Description of problem: Compute nodes have been deleted from overcloud stack at undercloud level when commenting out a yaml file in the middle of the deploy script [1]. While doing some troubleshooting I wanted to skip one of the config files to discard it as a potential root cause leading to skip not only that config but also roles data file. According to undercloud the servers/instances related to compute nodes are gone when issuing openstack server list, also there is no instances are shown when running openstack baremetal node list. The compute nodes were shutdown but powering them up confirmed the OS and data (instances included) were not purged and everything seems to be ok at the overcloud level (all nodes reported in nova and neutron), existing instances can be started and new ones can be spawned. The deploy got to UPDATE_FAILED status, not sure if that might have helped us to avoid an actual purge on the compute nodes. I think it would be needed to restore the undercloud database to a point where the mapping between nodes and instances is fixed by means of SQL or openstackclient / CLI. [1] http://pastebin.test.redhat.com/578960 Version-Release number of selected component (if applicable): ROD Ocata How reproducible: Not tested Steps to Reproduce: 1. Deploy openstack using a deploy script similar to [1] without commenting out any config file. 2. Re-run deploy commenting out a config file in the middle section. 3. Actual results: Overcloud compute nodes deleted from the overcloud stack. Expected results: Potentially some check for roles data file and if not found some alert but it is not the purpose for this BZ Additional info:
We do have an undercloud snapshot taken before the last minor update (3 weeks ago). I think that would be the safest recovery path and then go for a minor update.
We have replicated the issue on staging and reverting the snapshot seems to do the trick. We might do it on production environment too.
After restoring from the snapshot everything seems to be ok (openstack baremetal node list & openstack server list). As long as the restore was taken right before the last minor update, we have successfully run a minor update on the undercloud.
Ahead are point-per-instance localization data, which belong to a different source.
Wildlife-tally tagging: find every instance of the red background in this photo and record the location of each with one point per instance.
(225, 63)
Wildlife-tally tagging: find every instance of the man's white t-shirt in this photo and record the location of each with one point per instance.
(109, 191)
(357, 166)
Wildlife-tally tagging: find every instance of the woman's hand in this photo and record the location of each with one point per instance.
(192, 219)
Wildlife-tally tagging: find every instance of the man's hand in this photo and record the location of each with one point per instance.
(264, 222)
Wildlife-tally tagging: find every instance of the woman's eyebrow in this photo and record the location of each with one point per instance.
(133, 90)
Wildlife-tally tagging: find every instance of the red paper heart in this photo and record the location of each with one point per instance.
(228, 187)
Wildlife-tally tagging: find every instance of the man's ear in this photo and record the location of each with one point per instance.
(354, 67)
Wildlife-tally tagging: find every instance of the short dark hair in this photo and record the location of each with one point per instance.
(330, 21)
We want to run a deploy to confirm everything is ok before moving on but we have had the following issues: overcloud.Controller.1.UpdateDeployment: resource_type: OS::Heat::SoftwareDeployment physical_resource_id: 4873582f-4633-42fa-bac5-d3cb6b3bb65d status: UPDATE_FAILED status_reason: | UPDATE aborted deploy_stdout: | Started yum_update.sh on server 7de8d1ee-7cc9-4811-a3a1-5f878469feb4 at Thu Jan 25 10:05:03 UTC 2018 Not running due to unset update_identifier deploy_stderr: | overcloud.Controller.0.UpdateDeployment: resource_type: OS::Heat::SoftwareDeployment physical_resource_id: 2bdfe429-726b-49af-a303-3870ad2c2848 status: UPDATE_FAILED status_reason: | UPDATE aborted deploy_stdout: | Started yum_update.sh on server 60e7413f-4ff9-45ff-a50c-645be4610d7f at Thu Jan 25 10:05:59 UTC 2018 Not running due to unset update_identifier deploy_stderr: | So just wondering: * Should a deploy be expected to succeed in this situation? * Should we go for an overcloud minor update? * should we go for openstack overcloud deploy --update-plan-only and then the deploy?